Aunque yo defiendo y defenderé que no debemos mezclar trabajador y persona, que puedes juzgar qué trabajo está haciendo alguien gestionando las redes sociales de una empresa pero no cómo gestiona las suyas propias, y que somos más sociales en un bar con los colegas que delante de la pantalla de un ordenador, es cierto que es una nueva vía para abrirnos al mundo.
Hemos encontrado la forma perfecta de promocionarnos, de aplicar el marketing a nosotros mismos. Cada día leemos artículos y tutoriales que nos explican qué tenemos que hacer para ser más visibles, en qué redes sociales tenemos que estar, cada cuánto tiempo debemos publicar…..como si fuéramos una empresa, vaya.
Nos cuentan que tenemos que plantearlo como si fuéramos un “producto”, que tenemos que dar buena información, participar activamente en grupos, estar en contacto con profesionales del sector…
Es más, yo misma publiqué hace un tiempo un post en el que explicaba cómo tener un buen perfil en LinkedIn, principalmente orientado a la búsqueda de trabajo, a esa marca personal.
Y, precisamente, un comentario que me han hecho hoy en dicho post es el que me ha hecho reflexionar sobre lo que os estoy contando.
Una persona (me encantaría decir su nombre, pero se hace llamar “Reclutador”) me ha dicho que le parece muy bien todo lo que cuento, pero que tenemos que mirar más allá.
Esta persona tiene experiencia en selección de personal y me ha estado contando que, en muchas empresas, no quieren que los nuevos candidatos conozcan a nadie que trabaje allí (o al menos en su departamento), por lo que si se enteran que son conocidos de algún trabajador los descartan al momento.
Hoy en día parece ser que la gran mayoría de los reclutadores investigan nuestras redes sociales para ver cómo somos, por lo que si antes podíamos ocultar que conocíamos a alguien, ya no. Todo está en la red.

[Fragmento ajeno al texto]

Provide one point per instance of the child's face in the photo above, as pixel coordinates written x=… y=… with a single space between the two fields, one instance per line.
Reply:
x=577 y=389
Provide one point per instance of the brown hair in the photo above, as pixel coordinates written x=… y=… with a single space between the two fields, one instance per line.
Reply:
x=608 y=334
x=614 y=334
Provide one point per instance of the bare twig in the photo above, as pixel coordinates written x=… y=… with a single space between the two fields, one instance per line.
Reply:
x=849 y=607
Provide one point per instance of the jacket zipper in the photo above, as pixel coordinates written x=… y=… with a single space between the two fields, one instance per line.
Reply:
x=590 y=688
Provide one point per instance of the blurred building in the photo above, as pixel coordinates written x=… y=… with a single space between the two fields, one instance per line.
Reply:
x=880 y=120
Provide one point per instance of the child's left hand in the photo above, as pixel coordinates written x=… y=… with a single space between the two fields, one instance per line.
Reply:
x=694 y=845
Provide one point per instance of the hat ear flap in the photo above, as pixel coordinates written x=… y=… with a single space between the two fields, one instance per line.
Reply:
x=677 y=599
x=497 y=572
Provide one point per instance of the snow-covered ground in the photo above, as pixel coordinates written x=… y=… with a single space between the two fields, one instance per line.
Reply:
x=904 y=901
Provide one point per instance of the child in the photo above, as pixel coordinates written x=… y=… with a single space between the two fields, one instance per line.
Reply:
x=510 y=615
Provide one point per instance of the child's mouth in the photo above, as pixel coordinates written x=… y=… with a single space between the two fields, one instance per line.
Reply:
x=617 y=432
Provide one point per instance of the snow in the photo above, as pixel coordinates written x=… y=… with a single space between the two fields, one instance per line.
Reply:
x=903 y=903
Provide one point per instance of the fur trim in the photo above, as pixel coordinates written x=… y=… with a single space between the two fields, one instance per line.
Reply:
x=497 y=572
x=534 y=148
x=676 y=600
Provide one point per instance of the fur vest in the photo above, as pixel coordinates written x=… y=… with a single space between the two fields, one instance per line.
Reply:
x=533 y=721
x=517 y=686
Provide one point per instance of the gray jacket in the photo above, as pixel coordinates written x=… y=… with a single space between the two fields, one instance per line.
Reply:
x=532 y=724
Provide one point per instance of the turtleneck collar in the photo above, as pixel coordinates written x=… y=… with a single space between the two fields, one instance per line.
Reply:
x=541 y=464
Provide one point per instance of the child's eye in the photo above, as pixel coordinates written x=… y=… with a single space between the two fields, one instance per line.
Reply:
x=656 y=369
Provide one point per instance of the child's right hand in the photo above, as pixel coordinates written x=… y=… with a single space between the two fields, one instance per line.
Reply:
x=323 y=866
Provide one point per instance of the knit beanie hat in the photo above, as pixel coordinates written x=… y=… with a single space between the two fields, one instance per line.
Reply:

Incluso es posible que no conozcas personalmente a ese contacto, sino que hayas hablado un par de veces con él a través de un debate y, claro, como nos han dicho que tenemos que hacer contactos, lo agregamos.
¿Es entonces LinkedIn un arma de
doble filo? ¿Es posible que nos descarten de algunos procesos de
selección sólo por tener a ciertos contactos agregados?